\[Mu] = Input["Mean=249.45"];
\[Sigma] = Input["St.deviation=2.16"];
A1 = Input["A1=30"];
A2 = Input["A2=20"];
U = Input["U=254"];
L = Input["L=245"];
T = Input["T=250"];
Subscript[\[Lambda], t] = (T - \[Mu])/\[Sigma];
Subscript[\[Lambda], l] = (L - \[Mu])/\[Sigma];
Subscript[\[Lambda], u] = (U - \[Mu])/\[Sigma];
k1 = A1/(T - L)^2;
k2 = A2/(T - U)^2;
\[CapitalPhi][u_] = \!\(
\*SubsuperscriptBox[\(\[Integral]\), \(-\[Infinity]\), \(u\)]\(
\*FractionBox[\(1\),
SqrtBox[\(2 \[Pi]\)]]
\*SuperscriptBox[\(E\), \(-
\*FractionBox[
SuperscriptBox[\(x\), \(2\)], \(2\)]\)] \[DifferentialD]x\)\);
\[CurlyPhi][v_] = 1/Sqrt[2 \[Pi]] E^(-(v^2/2));
CC = k1 ((\[Sigma]^2 + (T - \[Mu])^2) (\[CapitalPhi][
Subscript[\[Lambda], t]] - \[CapitalPhi][Subscript[\[Lambda],
l]])
+ \[Sigma] (T - \[Mu]) \[CurlyPhi][Subscript[\[Lambda],
t]] + \[Sigma] (L - \[Mu]) \[CurlyPhi][Subscript[\[Lambda],
t]] -
2 \[Sigma] (T - \[Mu]) \[CurlyPhi][Subscript[\[Lambda], l]])
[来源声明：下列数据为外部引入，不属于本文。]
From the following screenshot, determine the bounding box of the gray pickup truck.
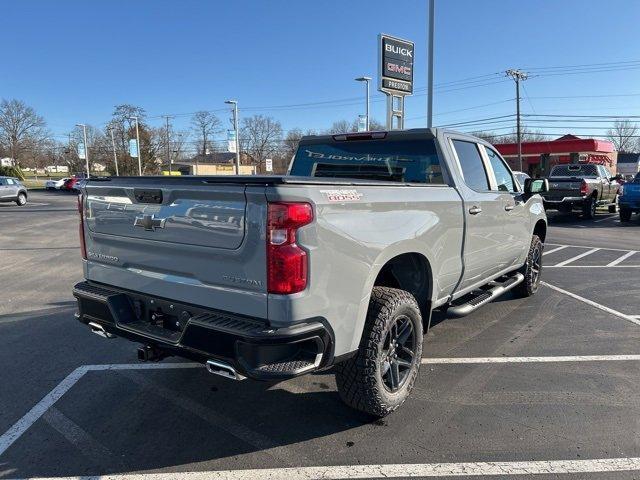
[541,164,621,218]
[73,129,548,416]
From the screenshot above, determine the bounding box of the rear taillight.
[580,180,588,195]
[78,193,87,260]
[267,202,313,294]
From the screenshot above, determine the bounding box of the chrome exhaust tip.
[88,321,116,339]
[206,360,245,381]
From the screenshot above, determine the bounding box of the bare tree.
[102,105,149,175]
[191,111,222,156]
[240,115,283,173]
[0,99,48,167]
[607,119,638,153]
[327,118,385,134]
[469,131,499,143]
[491,126,548,144]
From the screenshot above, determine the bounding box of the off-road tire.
[15,193,27,206]
[620,207,632,222]
[514,235,543,298]
[582,196,596,219]
[335,287,423,418]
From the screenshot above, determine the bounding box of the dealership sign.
[378,34,414,95]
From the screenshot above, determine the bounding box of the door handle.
[468,206,482,215]
[504,204,515,211]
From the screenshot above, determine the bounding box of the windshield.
[290,139,444,184]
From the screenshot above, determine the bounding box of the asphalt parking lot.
[1,191,639,479]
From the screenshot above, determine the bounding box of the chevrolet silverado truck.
[73,129,548,417]
[619,171,640,222]
[541,164,620,218]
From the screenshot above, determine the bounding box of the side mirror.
[524,178,549,194]
[610,174,623,182]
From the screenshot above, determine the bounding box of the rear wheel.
[15,193,27,206]
[620,207,632,222]
[582,196,596,219]
[335,287,423,417]
[515,235,543,298]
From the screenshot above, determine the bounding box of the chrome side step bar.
[206,359,245,381]
[447,273,525,318]
[88,321,116,339]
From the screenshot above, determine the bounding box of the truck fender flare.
[348,243,436,353]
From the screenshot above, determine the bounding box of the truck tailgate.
[545,177,583,199]
[82,182,268,318]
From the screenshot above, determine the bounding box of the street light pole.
[427,0,435,128]
[225,100,240,175]
[130,116,142,176]
[75,123,90,179]
[355,77,371,131]
[108,126,119,176]
[505,69,529,172]
[163,115,172,174]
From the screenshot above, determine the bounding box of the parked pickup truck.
[619,171,640,222]
[541,163,621,218]
[73,129,548,417]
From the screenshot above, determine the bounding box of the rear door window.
[451,140,490,191]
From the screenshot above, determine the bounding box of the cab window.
[451,140,490,191]
[485,147,516,192]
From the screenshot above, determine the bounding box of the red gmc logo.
[387,62,412,75]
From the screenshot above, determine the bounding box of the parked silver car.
[0,177,28,206]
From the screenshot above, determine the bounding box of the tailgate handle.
[134,189,163,204]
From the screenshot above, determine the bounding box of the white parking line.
[542,245,568,256]
[10,457,640,479]
[594,215,616,223]
[606,250,636,267]
[422,355,640,364]
[552,248,600,267]
[0,363,200,457]
[546,243,637,253]
[546,265,640,268]
[541,282,640,326]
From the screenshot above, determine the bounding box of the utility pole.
[108,126,119,176]
[505,69,528,172]
[225,100,240,175]
[355,77,371,131]
[75,123,90,179]
[427,0,435,128]
[163,116,173,174]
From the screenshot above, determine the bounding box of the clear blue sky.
[3,0,640,141]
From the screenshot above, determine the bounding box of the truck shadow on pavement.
[0,307,377,477]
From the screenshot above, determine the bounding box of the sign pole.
[378,34,414,130]
[427,0,435,128]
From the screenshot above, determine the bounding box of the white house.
[0,157,15,167]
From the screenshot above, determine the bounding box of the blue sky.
[3,0,640,142]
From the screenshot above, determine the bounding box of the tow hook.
[88,322,116,339]
[137,345,168,362]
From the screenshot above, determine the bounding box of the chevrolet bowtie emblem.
[134,214,166,231]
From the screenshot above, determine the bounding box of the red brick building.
[495,135,617,177]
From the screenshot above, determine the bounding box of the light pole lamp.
[225,100,240,175]
[75,123,90,179]
[355,76,371,131]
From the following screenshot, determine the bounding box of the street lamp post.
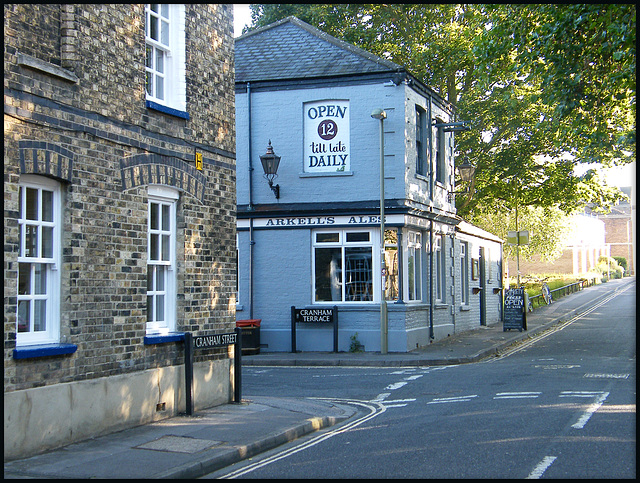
[371,108,388,354]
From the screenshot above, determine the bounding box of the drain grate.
[136,435,223,453]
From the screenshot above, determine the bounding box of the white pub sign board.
[303,100,350,173]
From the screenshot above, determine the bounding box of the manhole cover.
[136,435,223,453]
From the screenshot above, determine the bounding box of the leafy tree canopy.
[246,4,635,222]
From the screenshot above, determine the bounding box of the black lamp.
[457,156,476,183]
[260,140,280,199]
[448,157,476,202]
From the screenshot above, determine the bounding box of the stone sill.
[146,100,189,120]
[17,53,78,83]
[13,343,78,360]
[144,332,185,345]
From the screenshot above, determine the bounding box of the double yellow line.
[490,282,633,362]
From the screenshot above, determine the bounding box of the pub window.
[147,185,178,334]
[313,229,374,303]
[460,241,469,305]
[416,105,427,176]
[407,231,422,301]
[384,229,399,301]
[435,118,446,184]
[435,235,445,302]
[16,175,61,346]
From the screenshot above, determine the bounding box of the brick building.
[4,4,236,459]
[596,186,635,276]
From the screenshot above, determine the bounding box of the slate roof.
[235,16,404,82]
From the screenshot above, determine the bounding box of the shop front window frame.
[312,229,376,304]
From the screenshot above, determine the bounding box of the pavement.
[4,277,634,479]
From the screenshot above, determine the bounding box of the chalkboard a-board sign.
[503,287,526,331]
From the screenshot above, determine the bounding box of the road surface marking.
[494,392,541,399]
[427,395,478,404]
[584,373,629,379]
[571,392,610,429]
[221,398,386,478]
[385,381,408,390]
[526,456,557,479]
[404,375,423,381]
[487,283,632,362]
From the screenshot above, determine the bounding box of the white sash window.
[17,176,61,345]
[147,186,178,334]
[145,4,186,113]
[461,241,470,305]
[407,231,422,301]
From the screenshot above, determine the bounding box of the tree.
[245,4,635,254]
[466,204,574,263]
[459,4,635,218]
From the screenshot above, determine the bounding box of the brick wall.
[4,4,236,392]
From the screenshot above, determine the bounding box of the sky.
[602,162,636,189]
[232,5,635,190]
[575,162,636,189]
[234,4,252,38]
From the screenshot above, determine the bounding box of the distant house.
[506,185,635,277]
[234,17,504,353]
[595,186,635,276]
[4,4,236,460]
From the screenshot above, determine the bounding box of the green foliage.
[594,256,624,280]
[508,273,596,310]
[612,256,627,271]
[466,204,573,262]
[349,332,364,353]
[516,274,577,293]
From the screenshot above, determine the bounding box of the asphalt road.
[205,281,635,479]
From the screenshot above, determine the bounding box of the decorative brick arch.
[18,140,74,182]
[120,153,207,203]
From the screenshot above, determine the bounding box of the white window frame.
[406,230,422,301]
[147,185,178,334]
[416,106,427,177]
[383,229,399,301]
[16,175,61,346]
[460,241,469,305]
[435,118,446,185]
[235,233,240,306]
[145,4,186,113]
[312,229,377,304]
[435,235,445,302]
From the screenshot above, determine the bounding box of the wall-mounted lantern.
[457,156,476,183]
[260,140,280,199]
[448,156,476,202]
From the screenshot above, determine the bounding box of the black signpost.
[184,328,242,416]
[291,306,338,353]
[503,287,527,331]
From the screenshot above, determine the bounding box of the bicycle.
[519,275,552,311]
[541,281,553,305]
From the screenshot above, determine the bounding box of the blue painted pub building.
[235,17,504,352]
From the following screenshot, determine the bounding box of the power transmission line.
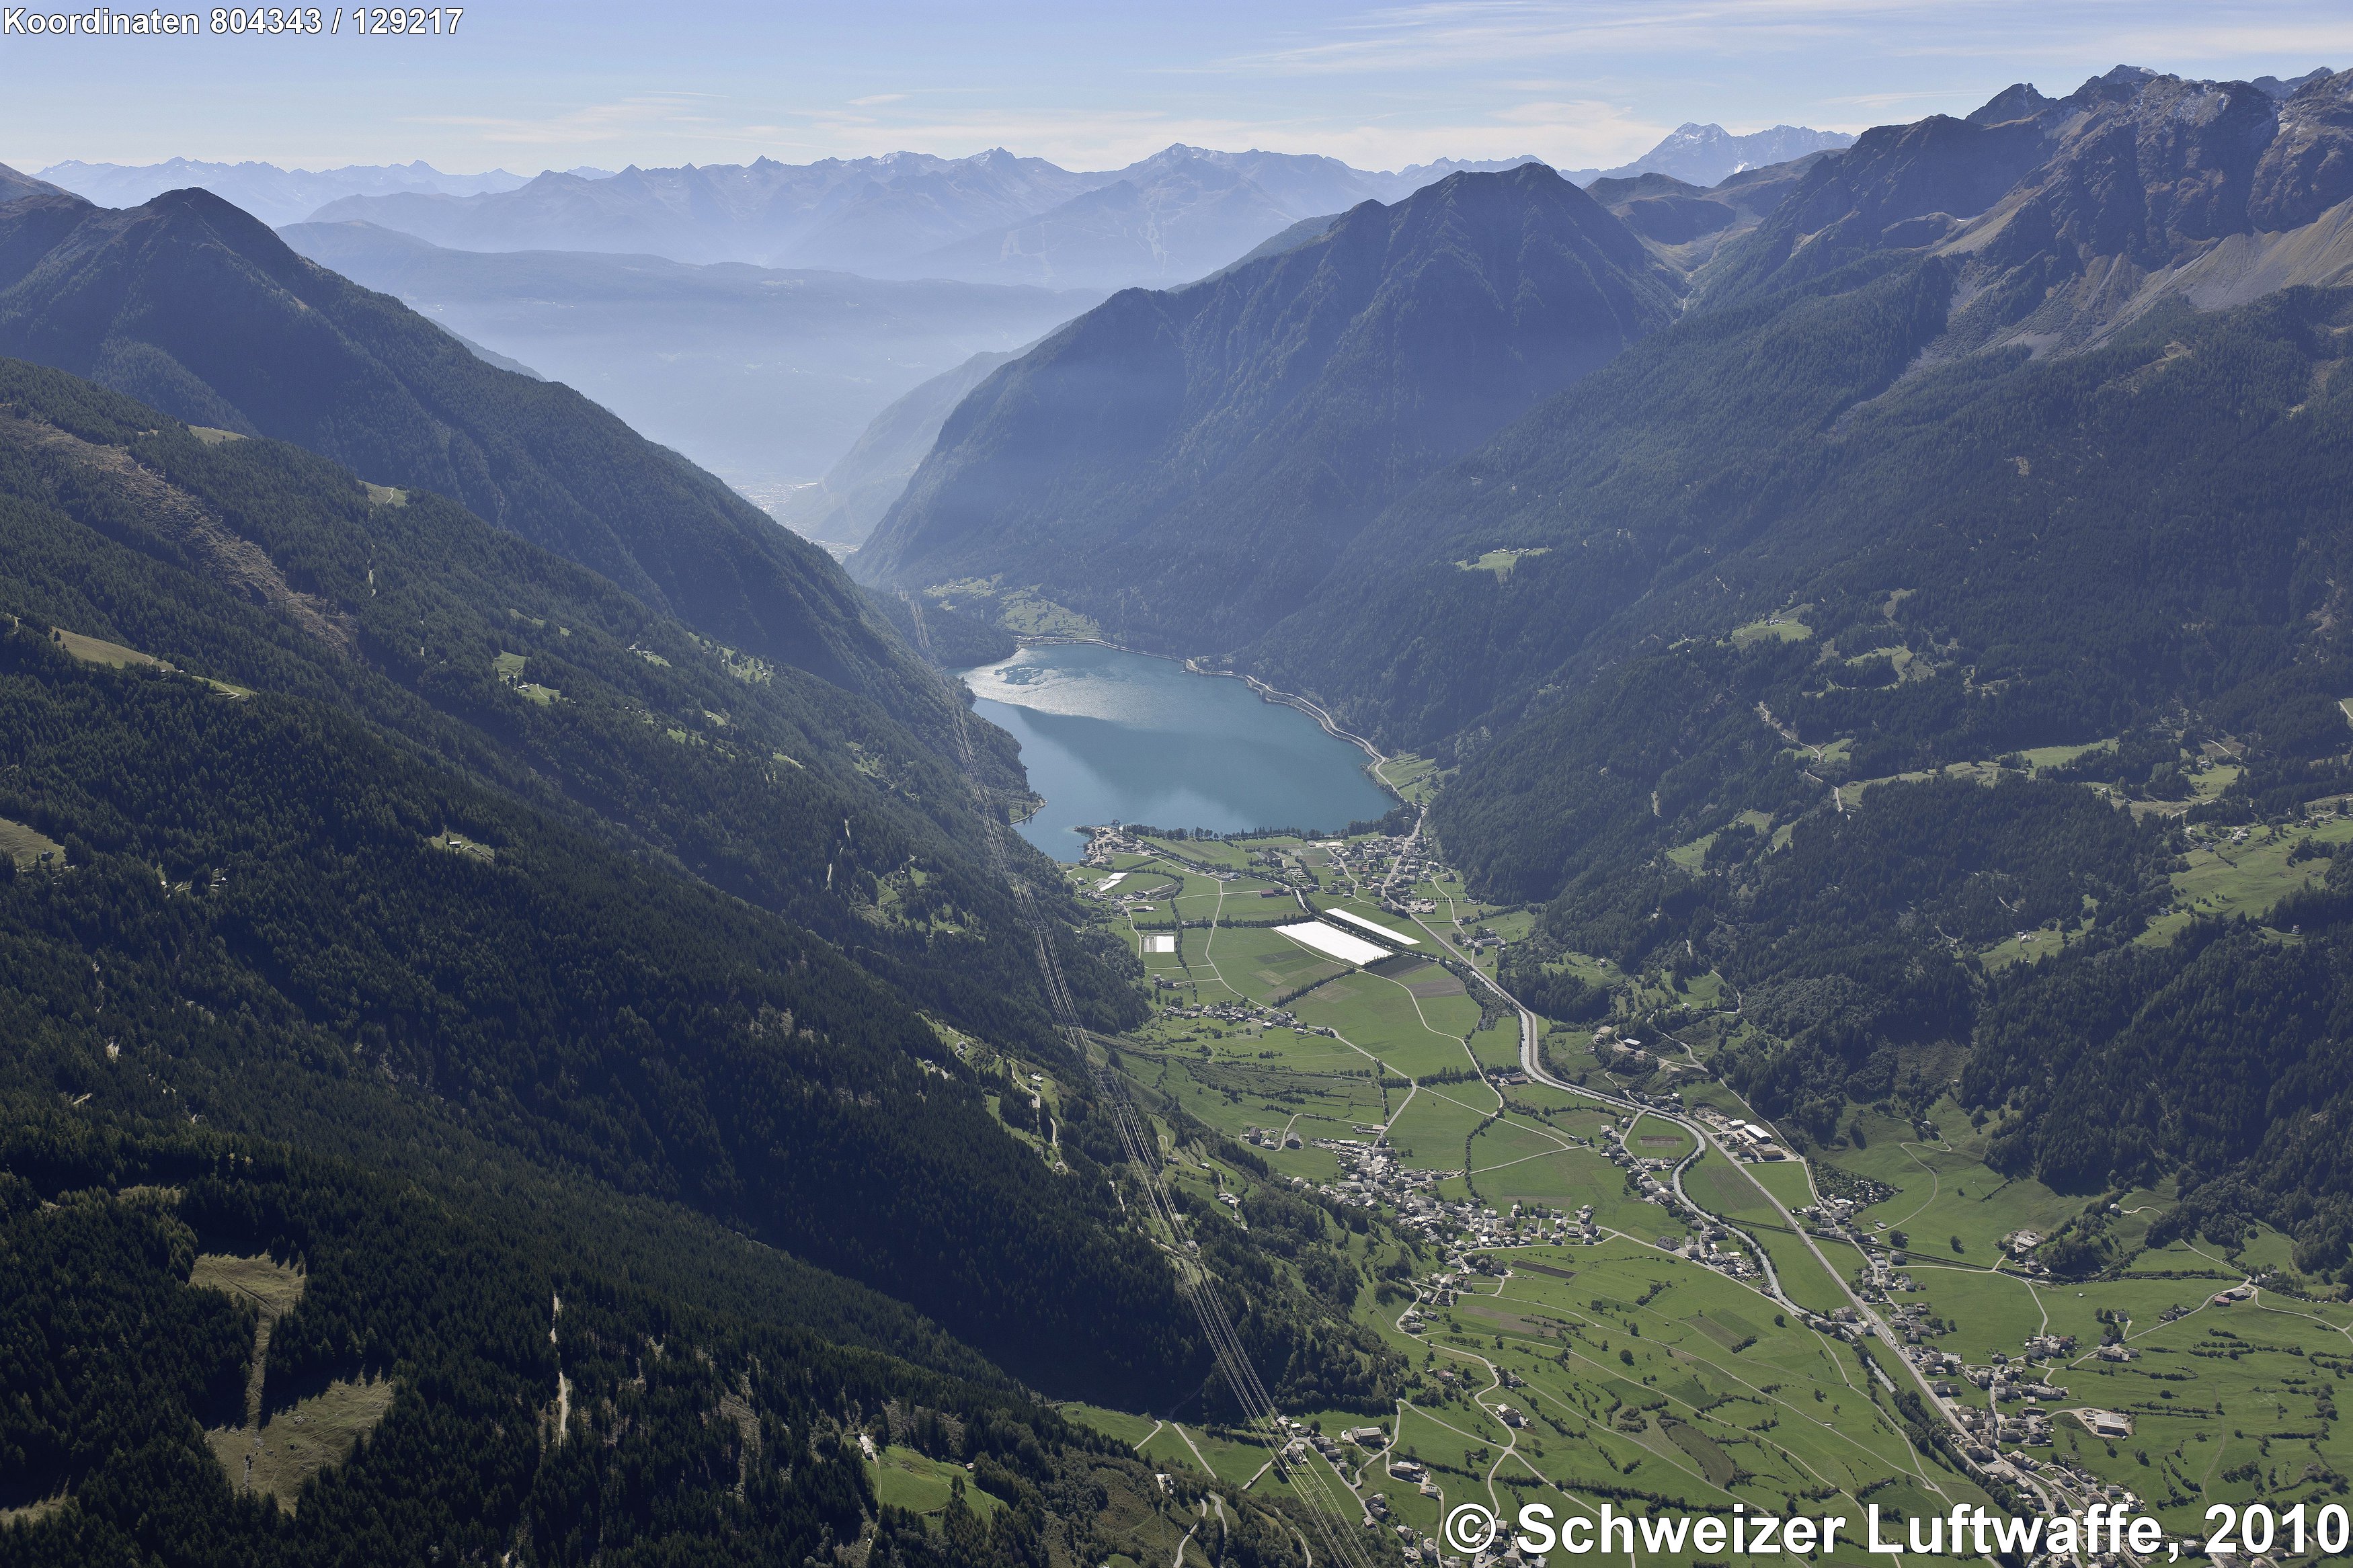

+k2 ((\[Sigma]^2 + (T - \[Mu])^2) (\[CapitalPhi][Subscript[\[Lambda],
u]] - \[CapitalPhi][Subscript[\[Lambda], t]])
- \[Sigma] (T - \[Mu]) \[CurlyPhi][Subscript[\[Lambda],
t]] - \[Sigma] (U - \[Mu]) \[CurlyPhi][Subscript[\[Lambda],
t]] - 2 \[Sigma] (T - \[Mu]) \[CurlyPhi][Subscript[\[Lambda],
u]]);
q = \[CapitalPhi][Subscript[\[Lambda], u]] - \[CapitalPhi][
Subscript[\[Lambda], l]];
C0 = CC/q;
SequenceForm["C=", CC]
SequenceForm["C0=", C0]
如下图：

这位同学你这满屏的Input是想干嘛？然后我姑且问一句你该不会是以为对于
L = Input["L=245"]
你什么都不用输，只用直接点确定就可以让L被赋上245了吧？如果你确实是这么想的，那么，请仔细看看Input的帮助，不要臆测函数的语法。